The devaluation in July 1984 was a huge part of the economic narrative at the time. There was a strongly-held consensus, among local officials, local commentators (it is explicit in that Len Bayliss article) and international agencies, that the New Zealand real exchange rate had become persistently out of line with fundamentals, and that a substantial and sustained depreciation would have to be a significant part of putting the economy on a better-footing. It was, among other things, a repeated and urgent theme of the numerous meetings I attended, as a junior note-taking official, in late 1984.
And here are the two OECD measures of New Zealand’s real exchange rate.

I’ve marked the 1984 devaluation. In real terms, it proved very temporary indeed. It would be great if really strong and sustained productivity growth had supported a structural increase in the real exchange rate. But that, of course, hasn’t been the story. Once we got through the disinflation period – when it was reasonable to expect some temporary periods with a high real exchange rate – it seems to reflect the same sort of domestic demand pressures that have given us persistently among the very highest real interest rates in the advanced world.
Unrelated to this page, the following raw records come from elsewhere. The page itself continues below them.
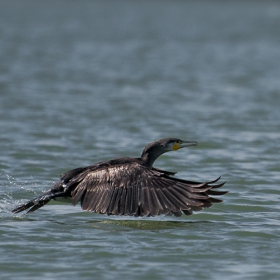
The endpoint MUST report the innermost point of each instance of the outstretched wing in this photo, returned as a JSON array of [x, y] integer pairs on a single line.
[[131, 189]]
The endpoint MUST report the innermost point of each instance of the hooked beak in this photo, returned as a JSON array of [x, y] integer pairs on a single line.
[[183, 144], [187, 144]]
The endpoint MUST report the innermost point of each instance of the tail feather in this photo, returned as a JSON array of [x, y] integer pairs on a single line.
[[36, 203]]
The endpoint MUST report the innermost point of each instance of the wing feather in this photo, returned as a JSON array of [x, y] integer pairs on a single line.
[[133, 189]]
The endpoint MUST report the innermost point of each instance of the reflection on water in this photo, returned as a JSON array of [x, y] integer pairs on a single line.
[[86, 81]]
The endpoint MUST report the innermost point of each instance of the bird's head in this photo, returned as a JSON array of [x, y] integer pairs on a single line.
[[153, 150]]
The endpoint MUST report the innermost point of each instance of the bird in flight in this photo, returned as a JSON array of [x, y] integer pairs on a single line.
[[132, 186]]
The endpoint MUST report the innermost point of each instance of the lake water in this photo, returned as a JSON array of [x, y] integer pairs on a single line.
[[85, 81]]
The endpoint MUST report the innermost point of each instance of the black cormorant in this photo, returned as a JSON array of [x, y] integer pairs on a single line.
[[132, 186]]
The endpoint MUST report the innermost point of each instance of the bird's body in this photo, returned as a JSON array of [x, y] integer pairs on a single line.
[[131, 186]]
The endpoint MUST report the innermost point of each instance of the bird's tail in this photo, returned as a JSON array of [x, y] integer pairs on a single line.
[[39, 201], [34, 204]]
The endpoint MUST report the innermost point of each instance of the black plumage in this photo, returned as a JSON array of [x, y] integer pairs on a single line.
[[132, 186]]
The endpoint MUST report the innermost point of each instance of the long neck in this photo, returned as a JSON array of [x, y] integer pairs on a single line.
[[150, 154]]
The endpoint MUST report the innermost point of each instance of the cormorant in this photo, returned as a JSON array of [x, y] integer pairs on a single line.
[[132, 186]]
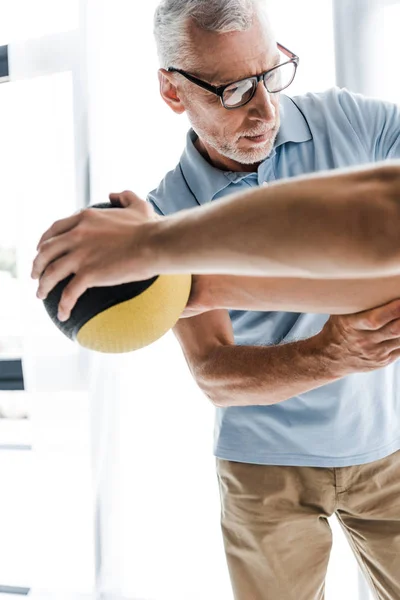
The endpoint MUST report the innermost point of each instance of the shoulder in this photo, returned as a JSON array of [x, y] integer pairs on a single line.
[[172, 193], [341, 102]]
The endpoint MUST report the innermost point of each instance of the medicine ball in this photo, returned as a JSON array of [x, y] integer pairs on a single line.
[[122, 318]]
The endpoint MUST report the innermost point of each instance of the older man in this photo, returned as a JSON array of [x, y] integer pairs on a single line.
[[307, 422], [307, 419]]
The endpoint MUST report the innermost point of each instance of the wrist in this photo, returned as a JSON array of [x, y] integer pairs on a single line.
[[329, 356]]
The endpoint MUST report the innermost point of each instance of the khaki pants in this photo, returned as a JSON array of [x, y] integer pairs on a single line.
[[277, 537]]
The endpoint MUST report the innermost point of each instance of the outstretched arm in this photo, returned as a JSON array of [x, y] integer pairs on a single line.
[[344, 224]]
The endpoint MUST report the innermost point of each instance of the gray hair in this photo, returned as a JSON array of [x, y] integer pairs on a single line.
[[172, 18]]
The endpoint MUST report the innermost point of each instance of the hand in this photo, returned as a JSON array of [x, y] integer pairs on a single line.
[[102, 247], [199, 299], [364, 341]]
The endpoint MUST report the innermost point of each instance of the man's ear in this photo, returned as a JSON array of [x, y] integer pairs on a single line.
[[169, 91]]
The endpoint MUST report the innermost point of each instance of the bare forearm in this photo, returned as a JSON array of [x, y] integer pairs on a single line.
[[253, 375], [340, 297], [341, 225]]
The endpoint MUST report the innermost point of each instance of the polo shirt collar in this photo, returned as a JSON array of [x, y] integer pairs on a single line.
[[205, 181]]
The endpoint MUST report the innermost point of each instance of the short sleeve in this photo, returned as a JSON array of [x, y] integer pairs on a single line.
[[154, 205], [375, 122]]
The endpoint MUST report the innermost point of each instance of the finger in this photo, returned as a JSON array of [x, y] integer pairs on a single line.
[[391, 345], [71, 294], [395, 355], [60, 227], [390, 331], [377, 317], [51, 250], [125, 198], [56, 272]]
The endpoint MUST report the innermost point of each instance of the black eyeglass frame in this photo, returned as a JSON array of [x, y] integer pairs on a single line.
[[219, 90]]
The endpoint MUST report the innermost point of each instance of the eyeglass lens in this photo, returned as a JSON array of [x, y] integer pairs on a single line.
[[277, 80]]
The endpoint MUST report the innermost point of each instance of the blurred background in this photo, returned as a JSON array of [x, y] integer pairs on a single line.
[[102, 463]]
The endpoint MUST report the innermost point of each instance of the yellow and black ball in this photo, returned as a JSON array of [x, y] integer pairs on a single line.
[[122, 318]]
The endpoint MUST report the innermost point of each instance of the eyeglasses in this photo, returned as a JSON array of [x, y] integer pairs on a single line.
[[239, 93]]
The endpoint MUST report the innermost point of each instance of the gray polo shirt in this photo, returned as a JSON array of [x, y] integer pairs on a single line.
[[352, 421]]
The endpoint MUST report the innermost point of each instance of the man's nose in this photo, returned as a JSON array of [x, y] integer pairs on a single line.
[[262, 102]]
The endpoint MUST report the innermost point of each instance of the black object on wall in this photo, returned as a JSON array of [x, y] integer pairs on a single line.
[[4, 69], [11, 375]]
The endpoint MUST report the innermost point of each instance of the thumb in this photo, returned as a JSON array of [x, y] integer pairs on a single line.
[[124, 199]]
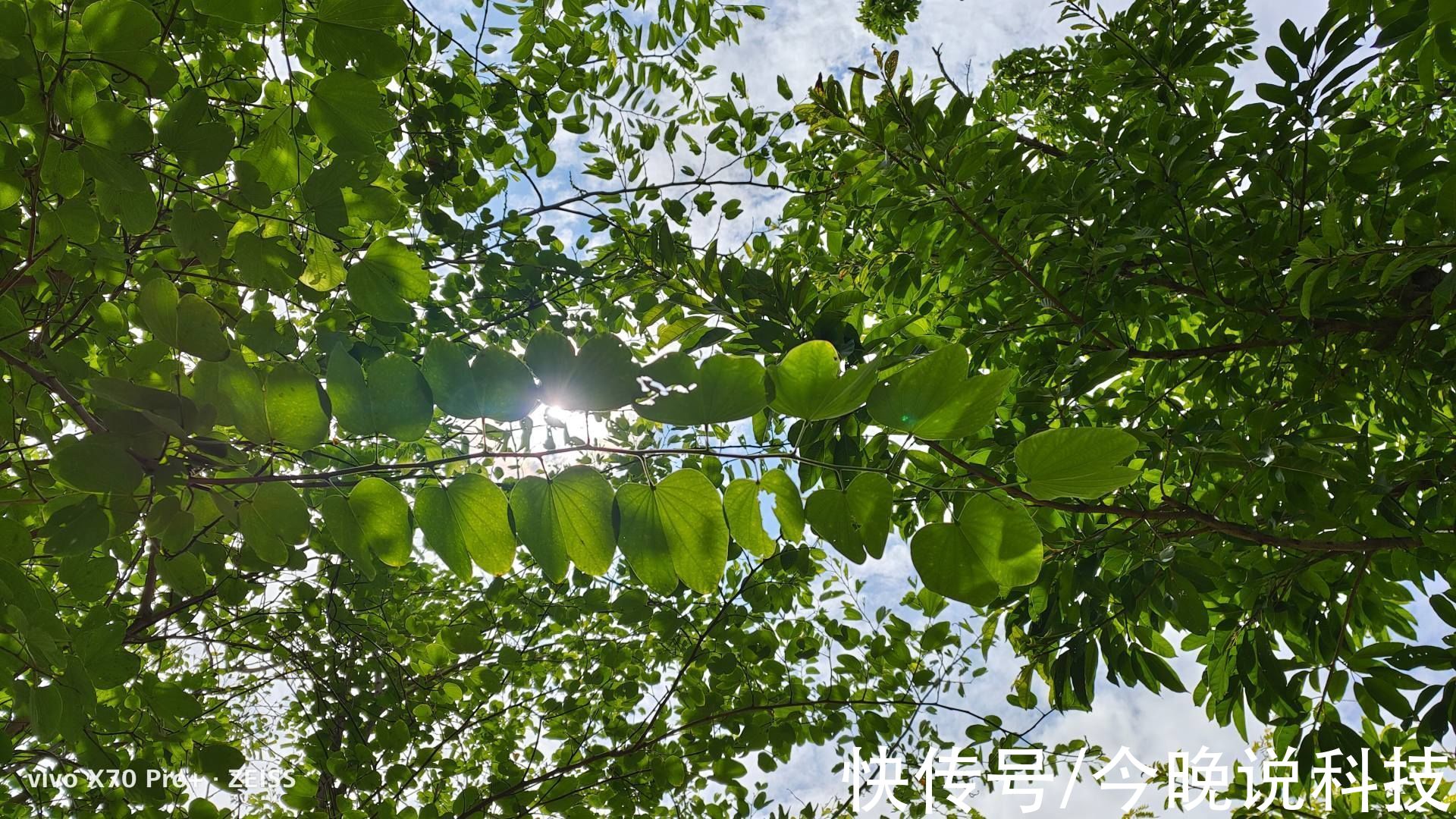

And then there is foreign trade. A narrative at the time was the heavy protection had resulted in New Zealand’s foreign trade shares of GDP falling, or failing to grow. The overvalued exchange rate (see above) further impeded the prospects of potential export industries, probably only partly offset by the various (highly questionable) export incentives and subsidies.
And yet

I’ve circled the data for the years to March 1984 (latest actuals when the devaluation happened) and for the year to March 1985. There was, as you would expect, a short-term boost to the nominal trade shares on account of the devaluation, but of course that didn’t last. But if we take the subsequent 33 years together, there is just no sign of foreign trade having become more important to the New Zealand economy (as it happens, exports as share of GDP in the year to March 2018 were almost identical to those in the year to March 1984). Only one other OECD country has not seen the export share of GDP increase over that time.
I don’t want to kick off a futile debate about whether the reforms should have been done. I’m still squarely in the camp that most should have been. But, equally, nothing is gained by pretending to a degree of economic success we haven’t achieved. We’ve shared – with every market economy (and probably the non-market ones too) – the rapid declines in the cost of various technology goods and services. All of our own doing, we’ve managed to bring about, and sustain, an impressive level of macroeconomic stability. But, equally all of our own doing, we’ve managed to rig the housing market against the current (and next) young generation, and despite reducing or removing all manner of protective barriers (and even getting other countries to do something similar for stuff New Zealand firms exports), foreign trade shares are no higher now than they were on that momentous day in 1984. And, as for productivity, poor – and rightly alarming – as it was then, all indications are that it is worse now, and there are no signs of those gaps beginning to close.
The New Zealand economy isn’t in some disorderly mess at present. But if it is perhaps more orderly, it is failing nonetheless.